三分ほどの出来事だっただろうか。美しい人々は美しいまま戻ってきた。
「ご苦労だった、ロク、コマ、ハク、フウ。」
「ご主人……」
「あぁ、そろそろ時間のようだ。其方らにこの子らのことは託すからの。また、時が来た時に会おう。なに、お前たちのことも、わらわは変わらずに愛している。」
彼女はそう言いながら彼らを抱きしめる。
「王の力を引き継ぎし者よ。そなたはこの子を愛しておるのじゃろう?」
ギルバートは無言で頷く。
「なれば、そばにいてやっておくれ。ではの、次代の王よ。」
そう言った彼女の体が傾く。そこをギルバートは慌てて支えた。
彼女の意識が途切れたのと同時に、オーディエンスと化していた参加者たちの体は自由となったようで、ばらばらと立ち上がり始めた。そして、ざわざわとざわめき始める。
そこに一声。
「皆のもの、鎮まれ。
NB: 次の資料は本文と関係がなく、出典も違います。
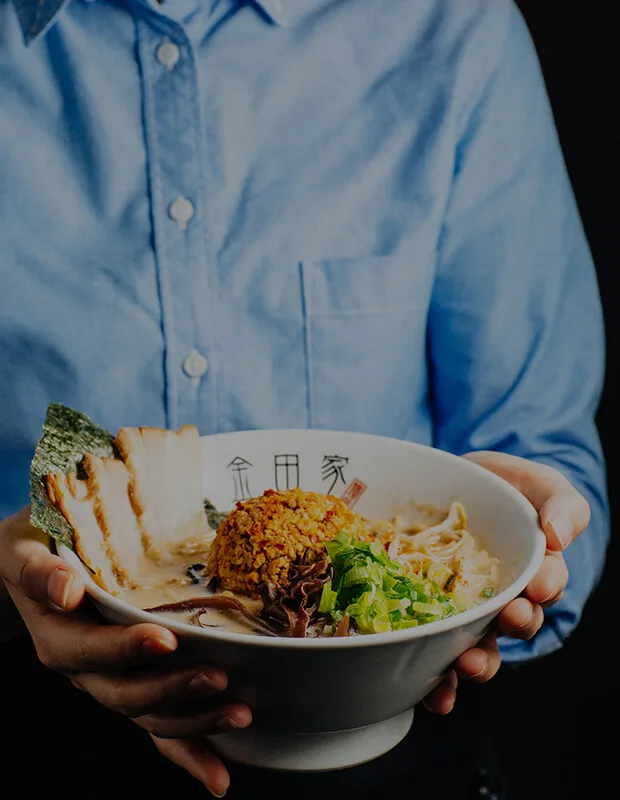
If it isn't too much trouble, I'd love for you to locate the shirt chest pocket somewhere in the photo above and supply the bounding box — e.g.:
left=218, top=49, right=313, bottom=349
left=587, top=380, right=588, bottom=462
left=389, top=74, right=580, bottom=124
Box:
left=301, top=256, right=433, bottom=437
」
ざわめきは波のように収まってゆく。
「本日の夜会は中止とする。すまないが、各自、家、もしくは寮へ帰るように。また、今この場で起こったことは誰にも話さぬように。よいな?」
王太子の声に、人々は礼を取ることで応えた。
「では、解散!!」
その声と共に、人々は静かに会場から去ってゆく。ひとまず、今の波は引いて行ったようだ。
そんな時。
「ぅんん、」
「レイラ?」
「あ、ぎるばーと、さま、」
「レイラ、」
レイラはギルバートの頬に手を添えて言う。
「ふふ、わたしね、長い長い夢を見ていたの。」
ぽたぽたと涙がレイラの頬に落ちてくる。
「ねえ、泣かないで、私のあいするひと」
「っ、レイラ、」
そうしてギルバートはレイラを抱きしめたのだった。